Google Wants A Piece Of The ISP Market

Google wants a piece of the ISP market and could build a distribution platform that competes with cable. Or as the article speculates, it is a ploy to force cable operators to put more capital investment into their infrastructure. "Building out pipes and delivering bits is a lousy business. It's hugely capital intensive -- Verizon is spending ~$20 billion just on the first phase of its FiOS buildout -- and hugely focused on manual labor, customer service, etc. Add low margins and increased competition, and it makes no sense for Google to do this on a broad scale."

The cable platform will be replaced by IP and the financial model will be changed to take in more revenue from higher speed connections and less from cable subscription. And IP would enable more direct relationship between the content creator and consumer; the pipeline will simply follow traffic control and hopefully not turn into a toll collector.

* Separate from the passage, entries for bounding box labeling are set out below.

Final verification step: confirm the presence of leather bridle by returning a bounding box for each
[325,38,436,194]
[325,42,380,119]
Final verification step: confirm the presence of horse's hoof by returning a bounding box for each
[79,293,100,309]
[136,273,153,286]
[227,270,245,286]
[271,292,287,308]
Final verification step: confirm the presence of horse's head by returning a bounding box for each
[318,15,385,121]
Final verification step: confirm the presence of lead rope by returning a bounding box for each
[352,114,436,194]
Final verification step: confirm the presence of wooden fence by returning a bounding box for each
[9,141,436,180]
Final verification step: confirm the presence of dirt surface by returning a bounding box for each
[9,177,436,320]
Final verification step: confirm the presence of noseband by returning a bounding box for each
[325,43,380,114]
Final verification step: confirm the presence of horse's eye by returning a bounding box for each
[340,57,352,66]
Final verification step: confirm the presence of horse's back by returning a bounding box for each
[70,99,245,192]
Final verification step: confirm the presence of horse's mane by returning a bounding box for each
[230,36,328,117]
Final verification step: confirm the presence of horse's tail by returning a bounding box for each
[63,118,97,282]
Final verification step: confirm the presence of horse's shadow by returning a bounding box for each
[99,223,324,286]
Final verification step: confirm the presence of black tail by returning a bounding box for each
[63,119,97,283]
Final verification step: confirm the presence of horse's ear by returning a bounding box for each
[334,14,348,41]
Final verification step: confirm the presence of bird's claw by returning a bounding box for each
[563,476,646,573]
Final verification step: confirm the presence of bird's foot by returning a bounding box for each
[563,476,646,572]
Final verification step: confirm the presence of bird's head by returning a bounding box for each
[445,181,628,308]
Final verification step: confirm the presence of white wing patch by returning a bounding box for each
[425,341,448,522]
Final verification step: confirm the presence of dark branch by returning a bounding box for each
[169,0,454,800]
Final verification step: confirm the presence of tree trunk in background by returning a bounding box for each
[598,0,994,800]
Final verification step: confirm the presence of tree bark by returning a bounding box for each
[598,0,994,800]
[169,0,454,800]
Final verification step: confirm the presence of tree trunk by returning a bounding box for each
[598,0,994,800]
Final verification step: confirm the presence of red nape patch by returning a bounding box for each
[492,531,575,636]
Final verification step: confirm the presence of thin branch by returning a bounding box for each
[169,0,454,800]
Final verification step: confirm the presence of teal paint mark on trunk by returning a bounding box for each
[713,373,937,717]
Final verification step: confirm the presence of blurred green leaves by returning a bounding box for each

Madison Square Garden Splits From Cablevision

The unraveling has begun; MSG is separate from Cablevision. While it helps to unlock the value to Cablevision shareholders, separating out MSG also enables the Dolan family to concentrate on sports and music and sell off the rest. And the rest means Rainbow Networks, including AMC, WE, IFC and others, and their cable system serving homes in NY, NJ, and CT.

How much value is unlocked we must wait and see. But what the Dolans do next is always a mystery. That they actually followed through on this plan to separate the two companies is amazing. Tracking stocks have been announced and withdrawn, sale rumors continue to surface intermittently. Can two companies with such an interwoven cast of characters really work independently?